Query billing details, analyze bills, and stop billing.
Query billing details
Coding Plan does not generate pay-as-you-go bills. View your plan usage on the Coding Plan page.
Billing cycle
The system generates a bill only after an actual API call occurs.
Model inference : Bills are generated minute by minute.
Other services (batch inference, model training, knowledge base, etc.) : Bills are generated hourly.
Bill generation may be delayed. For example, model inference bills usually appear 2–10 minutes after a call. During peak traffic periods, use the system’s final bill generation time as the reference.
1. Query inference costs for a specific model
To check inference costs for a specific model (such as qwen-plus):
On the Bill Details page, select a billing cycle.
Select Product Detail as Model Studio Foundation Model Inference , then click Search .
In the Instance ID column, find all instances linked to qwen-plus.
The total inference cost for the model in the selected month is the sum of the payable amounts for these instances.

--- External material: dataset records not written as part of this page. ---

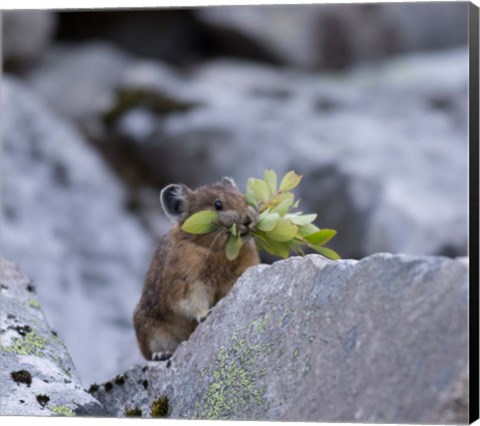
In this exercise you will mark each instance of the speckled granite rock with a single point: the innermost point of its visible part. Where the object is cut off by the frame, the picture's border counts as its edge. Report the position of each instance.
(65, 221)
(383, 339)
(38, 377)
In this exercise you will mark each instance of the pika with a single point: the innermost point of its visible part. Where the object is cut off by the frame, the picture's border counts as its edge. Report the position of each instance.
(189, 273)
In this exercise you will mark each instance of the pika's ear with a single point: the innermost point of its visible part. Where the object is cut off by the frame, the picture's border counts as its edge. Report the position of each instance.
(229, 181)
(174, 199)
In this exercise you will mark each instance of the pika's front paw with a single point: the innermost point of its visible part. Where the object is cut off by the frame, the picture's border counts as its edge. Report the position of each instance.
(203, 316)
(161, 356)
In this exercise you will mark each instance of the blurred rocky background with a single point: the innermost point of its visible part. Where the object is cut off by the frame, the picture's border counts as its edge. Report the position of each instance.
(100, 109)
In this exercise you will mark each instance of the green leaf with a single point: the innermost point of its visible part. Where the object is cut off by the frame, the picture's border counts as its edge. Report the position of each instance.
(301, 219)
(234, 244)
(250, 195)
(322, 237)
(290, 181)
(271, 178)
(275, 248)
(251, 200)
(261, 189)
(201, 222)
(307, 229)
(268, 222)
(284, 202)
(283, 231)
(331, 254)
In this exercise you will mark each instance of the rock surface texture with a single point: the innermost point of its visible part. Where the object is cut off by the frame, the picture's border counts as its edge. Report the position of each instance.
(38, 377)
(64, 220)
(373, 144)
(335, 36)
(383, 339)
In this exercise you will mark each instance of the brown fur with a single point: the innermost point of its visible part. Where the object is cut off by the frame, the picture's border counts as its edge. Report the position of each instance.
(189, 273)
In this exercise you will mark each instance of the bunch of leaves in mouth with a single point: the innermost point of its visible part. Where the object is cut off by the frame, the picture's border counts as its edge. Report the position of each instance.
(278, 229)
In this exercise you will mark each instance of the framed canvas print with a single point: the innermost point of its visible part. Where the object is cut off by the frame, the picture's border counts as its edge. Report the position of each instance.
(241, 212)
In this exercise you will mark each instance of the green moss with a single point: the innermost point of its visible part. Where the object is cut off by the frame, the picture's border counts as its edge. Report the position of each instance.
(259, 324)
(61, 410)
(21, 376)
(30, 344)
(234, 384)
(43, 399)
(120, 379)
(160, 407)
(133, 412)
(93, 388)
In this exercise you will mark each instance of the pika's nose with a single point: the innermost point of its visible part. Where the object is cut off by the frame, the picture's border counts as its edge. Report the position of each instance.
(247, 221)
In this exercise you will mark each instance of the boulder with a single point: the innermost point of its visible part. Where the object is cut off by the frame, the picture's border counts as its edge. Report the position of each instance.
(26, 34)
(381, 340)
(335, 35)
(372, 144)
(37, 376)
(65, 220)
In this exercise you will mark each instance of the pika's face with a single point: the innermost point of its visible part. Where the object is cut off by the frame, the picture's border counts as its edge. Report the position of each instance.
(180, 202)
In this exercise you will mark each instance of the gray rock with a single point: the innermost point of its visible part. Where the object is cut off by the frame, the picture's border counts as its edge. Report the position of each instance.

2. Query the total cost of the Model Studio service
You can use the cost analysis feature to view the overall spending trend for Model Studio or a specific service category.
3. Query token usage in detailed bills
On the Bill Details page, under the Bill Details tab, set Statistic Item to Billable Item , then export the bill. Token usage appears in the exported file.

Analyze billing details
Since September 7, 2024, Model Studio supports granular verification for model inference, deployment, and training bills. You can view costs by API Key ID, workspace ID, model name, input/output type, and invocation channel .
1. Download the bill
On the Bill Details page, select a billing cycle.
Select Product as Alibaba Cloud Model Studio , then click Search .
In the top-right corner of the bill list, click the Export Bill (CSV) to download the bill to your local device.
Open the file and locate the Instance ID column. Verify entries using the rules below.
2. Interpret key fields
Instance ID field: This field contains multiple pieces of information, typically separated by a semicolon.
Example:
text_token;llm-xxx;qwen-max;output_token;appThis represents
billing type;workspace ID;model name;input/output type;invocation channel.
3. Data traceability and terms
Query an API Key: Copy the
API Key IDfrom the bill. Go to the Model Studio API Key Management page to find the matching key name.Query a workspace: Copy the
workspace IDfrom the bill. Go to the Workspaces page to confirm the ID.Invocation channel definitions:
app: Model called from an application (code).bmp: Model called from the console Playground.assistant-api: Model called via the Assistant API.
Stop Billing (Shut Down Service)
If you no longer need Model Studio services, stop billing to avoid extra charges.
1. Cancel Coding Plan subscription
Coding Plan is a monthly subscription product. It stops automatically at expiration. No manual cancellation is needed. To disable auto-renewal, go to the Coding Plan page and turn off auto-renewal.
2. Stop model inference
Action: You will no longer incur charges after you stop using the related features, such as stopping use of the Alibaba Cloud Model Studio console for Playground or stopping all API calls in your code.
Recommendation: To prevent accidental calls, go to the Model Studio console. In the top-right corner, select a region. Then go to the API Key page and delete your API keys.

3. Stop model training
No charges occur if no training jobs are running.
FAQ
Q: Why can’t I see a bill right after calling a model?
A: Possible reasons:
Billing delay : Model inference bills are generated minute by minute . They usually appear 2–10 minutes after a call. Other services (batch inference, model training, knowledge base, etc.) generate bills hourly . During peak traffic, delays may occur. Use the system’s actual bill generation time as the reference.
You used a non-commercial model (public preview or invitational preview) : These models do not generate bills.
Q: Why does the same model appear in multiple bill lines?
A: Charges for the same model are split by billing type (input tokens, output tokens, cache hits, etc.) and invocation channel (API calls, console Playground, etc.).
For example, one conversation using the qwen3.5-plus model creates two bill lines: one for input tokens and one for output tokens. Use the Instance ID field in Analyze billing details to distinguish each line.
Q: My bill shows many lines labeled “Large Language Model Text Consumption”. How do I know which model each line belongs to?
A: Check the Instance ID (billing granularity) column on the Bill Details page.
Fields are separated by semicolons. In most cases, the field that follows the workspace ID (for example, llm-xxx) is the name of the model that is invoked.
Example:
12xxx;llm-xxx; qwen3.5-plus ;context_0-128k_input_token;bmp;0. This line is for theqwen3.5-plusmodel.
Q: Where can I view model invocation counts and statistics?
A: Go to the Model Studio console. In the top-right corner, select a region. Then go to the Monitoring page to view model invocation statistics.
Q: Is pay-as-you-go billing real-time?
A: No. Alibaba Cloud pay-as-you-go uses a “pre-reserve + monthly settlement” model. The system first freezes part of your balance. At the end of each billing cycle (early next month), it generates the final bill and deducts the amount.